What does anchoring often lead to?
An unwillingness to part with laggard investments. Investors often cling to investments in order to wait for a point at which they will break even, even if the underlying business has fundamentally changed for the worse.
2.
In investing, self-handicapping might be considered the opposite of _______.
Overconfidence. Self-handicapping involves looking for excuses beforehand to explain why something might not work. If it indeed does not work, we have handicapped ourselves.
3.
In the psychology of investing, the "framing effect" refers to _______.
Using a reference point to make investment decisions. Because this reference point can be subjective, it can lead to some rash decisions.
4.
A way to describe the psychological concept of loss aversion is this: strongly preferring to avoid losses over acquiring gains.

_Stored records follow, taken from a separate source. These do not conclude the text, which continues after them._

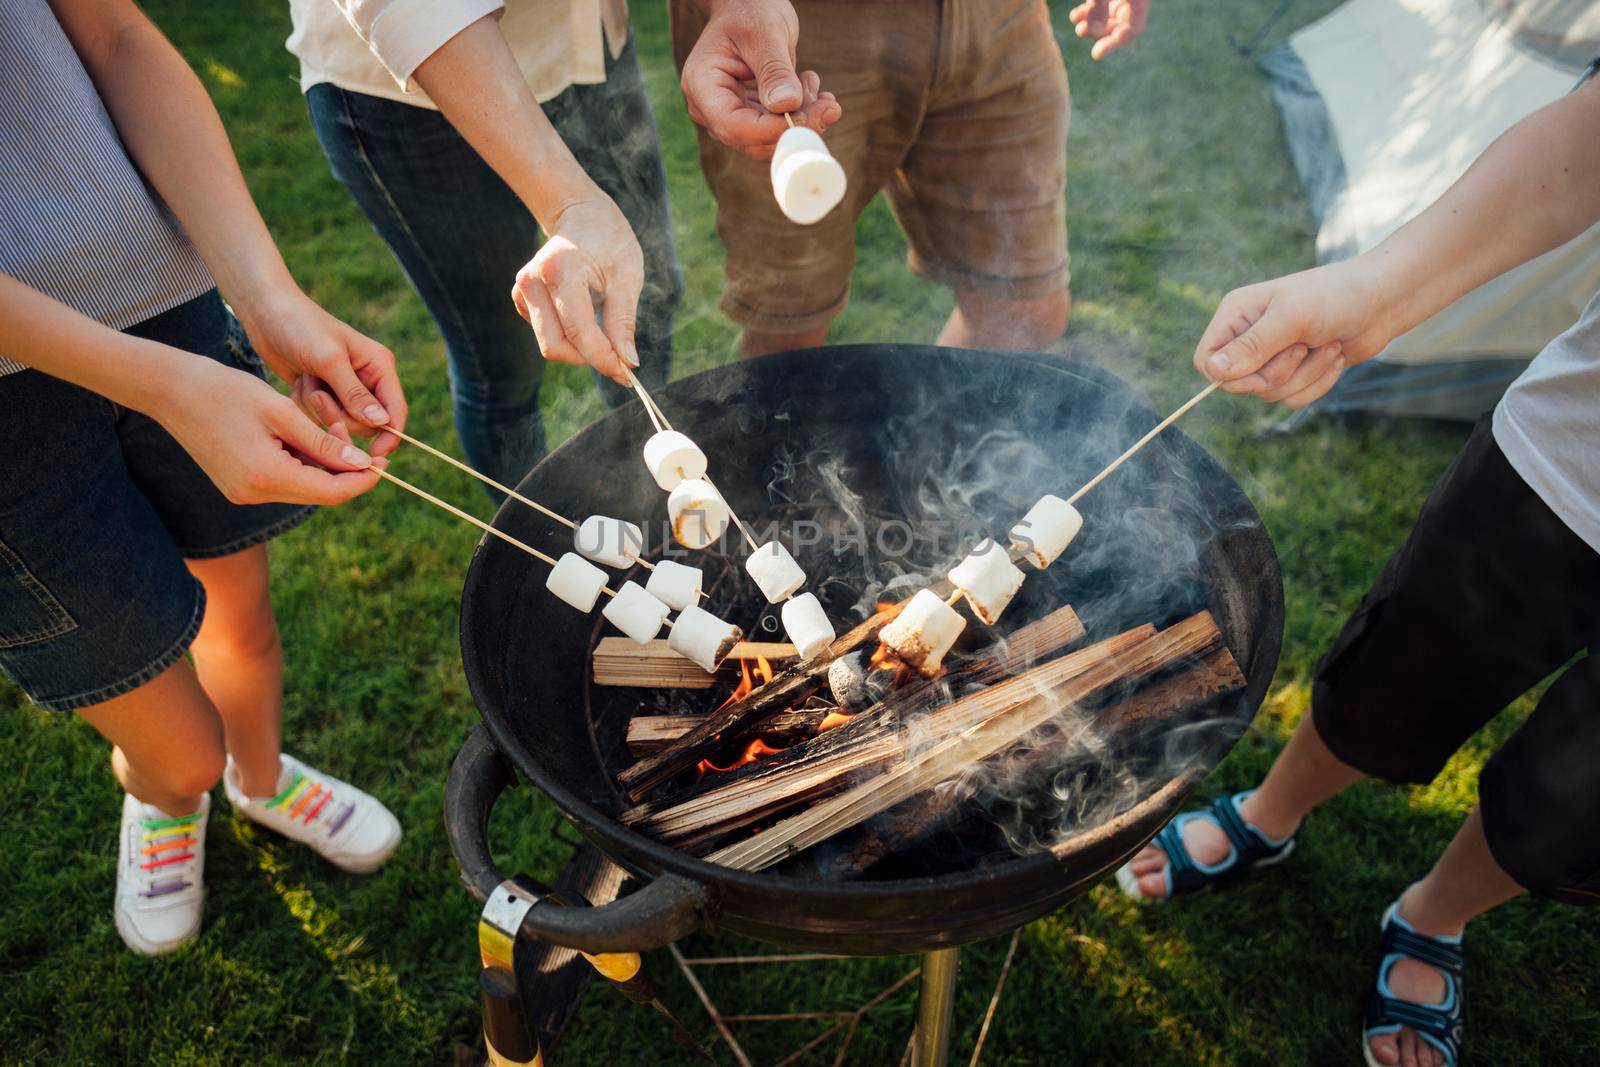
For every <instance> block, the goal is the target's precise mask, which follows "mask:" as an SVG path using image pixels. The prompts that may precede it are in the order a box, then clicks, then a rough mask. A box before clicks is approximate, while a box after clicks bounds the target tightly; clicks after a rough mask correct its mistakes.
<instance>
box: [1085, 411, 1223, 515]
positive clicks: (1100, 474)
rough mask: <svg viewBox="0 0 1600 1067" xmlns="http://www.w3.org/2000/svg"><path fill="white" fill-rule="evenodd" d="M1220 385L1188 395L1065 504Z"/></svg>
mask: <svg viewBox="0 0 1600 1067" xmlns="http://www.w3.org/2000/svg"><path fill="white" fill-rule="evenodd" d="M1221 386H1222V382H1211V384H1210V386H1206V387H1205V389H1202V390H1200V392H1197V394H1195V395H1194V397H1190V398H1189V402H1187V403H1184V406H1181V408H1178V411H1173V413H1171V414H1170V416H1166V418H1165V419H1162V421H1160V422H1157V424H1155V426H1154V427H1152V429H1150V432H1149V434H1146V435H1144V437H1141V438H1139V440H1136V442H1134V443H1133V445H1130V446H1128V451H1125V453H1123V454H1120V456H1117V458H1115V459H1112V461H1110V466H1107V467H1106V469H1104V470H1101V472H1099V474H1098V475H1094V477H1093V478H1090V482H1088V485H1085V486H1083V488H1082V490H1078V491H1077V493H1074V494H1072V496H1069V498H1067V504H1077V502H1078V499H1080V498H1082V496H1083V494H1085V493H1088V491H1090V490H1093V488H1094V486H1096V485H1099V483H1101V482H1104V480H1106V477H1107V475H1109V474H1110V472H1112V470H1115V469H1117V467H1120V466H1122V464H1125V462H1128V459H1130V458H1131V456H1133V454H1134V453H1136V451H1139V450H1141V448H1144V446H1146V445H1149V443H1150V442H1152V440H1155V435H1157V434H1160V432H1162V430H1165V429H1166V427H1168V426H1171V424H1173V422H1176V421H1178V419H1181V418H1182V416H1186V414H1187V413H1189V410H1190V408H1194V406H1195V405H1197V403H1200V402H1202V400H1205V398H1206V397H1210V395H1211V394H1214V392H1216V390H1218V389H1221Z"/></svg>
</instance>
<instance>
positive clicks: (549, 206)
mask: <svg viewBox="0 0 1600 1067" xmlns="http://www.w3.org/2000/svg"><path fill="white" fill-rule="evenodd" d="M411 77H413V78H414V80H416V83H418V85H421V86H422V88H424V90H426V91H427V94H429V96H430V98H432V99H434V102H435V104H437V106H438V109H440V112H443V115H445V118H448V120H450V123H451V125H453V126H454V128H456V130H458V131H459V133H461V136H462V138H466V139H467V144H470V146H472V147H474V149H475V150H477V154H478V155H482V157H483V162H486V163H488V165H490V166H491V168H494V173H496V174H499V176H501V178H502V179H504V181H506V184H507V186H510V189H512V192H515V194H517V198H518V200H522V202H523V203H525V205H526V206H528V211H530V213H533V218H536V219H538V221H539V224H541V226H542V227H544V229H546V232H550V229H552V226H554V222H555V219H558V218H560V216H562V211H563V210H566V208H568V206H570V205H573V203H576V202H579V200H594V198H600V197H605V194H603V192H600V187H598V186H595V184H594V181H592V179H590V178H589V174H586V173H584V170H582V166H579V165H578V160H576V158H573V154H571V152H570V150H568V149H566V144H565V142H563V141H562V138H560V134H558V133H557V131H555V126H552V125H550V120H549V118H546V117H544V112H542V110H541V109H539V102H538V101H536V99H534V96H533V93H531V91H530V90H528V82H526V78H525V77H523V74H522V69H520V67H518V66H517V58H515V56H514V54H512V51H510V46H509V45H507V43H506V37H504V35H502V34H501V30H499V24H498V22H496V19H494V18H493V16H486V18H482V19H478V21H477V22H472V24H470V26H467V27H466V29H464V30H461V32H459V34H456V35H454V37H451V38H450V40H448V42H445V43H443V45H442V46H440V48H438V50H437V51H434V54H430V56H429V58H427V59H424V61H422V64H421V66H419V67H418V69H416V72H414V74H413V75H411Z"/></svg>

True. This behavior can in some cases cause you to lose money.
5.
Mental accounting refers to _______.
Keeping our money in different buckets for different purposes. While this practice is often beneficial, it can sometimes lead to wasteful spending depending on how we view those buckets.
6.
Confirmation bias is the practice of _______.
Giving preference to information that supports what we already believe. This practice can sometimes limit our success with investing by shutting out other opportunities.
7.
Which of the following examples illustrates selective memory?
Remembering only the successes. Selective memory, as a rule, selects those memories that we want to preserve.
8.
In investing, sunk costs refer to costs that have already been incurred.
True. If the costs of an investment are high, we might become reluctant to dump it due to how much we have put into it.
9.
What does overconfidence in investing often lead to?
Rapid trading. Overconfident investors trade more rapidly because they think they know more than those on the opposite end of the trade.
10.
Investors who exhibit "herding" behavior tend to think that other investors have more information than they do.
True. Herding refers to investing along with the crowd. This usually entails believing that others have information that you dont.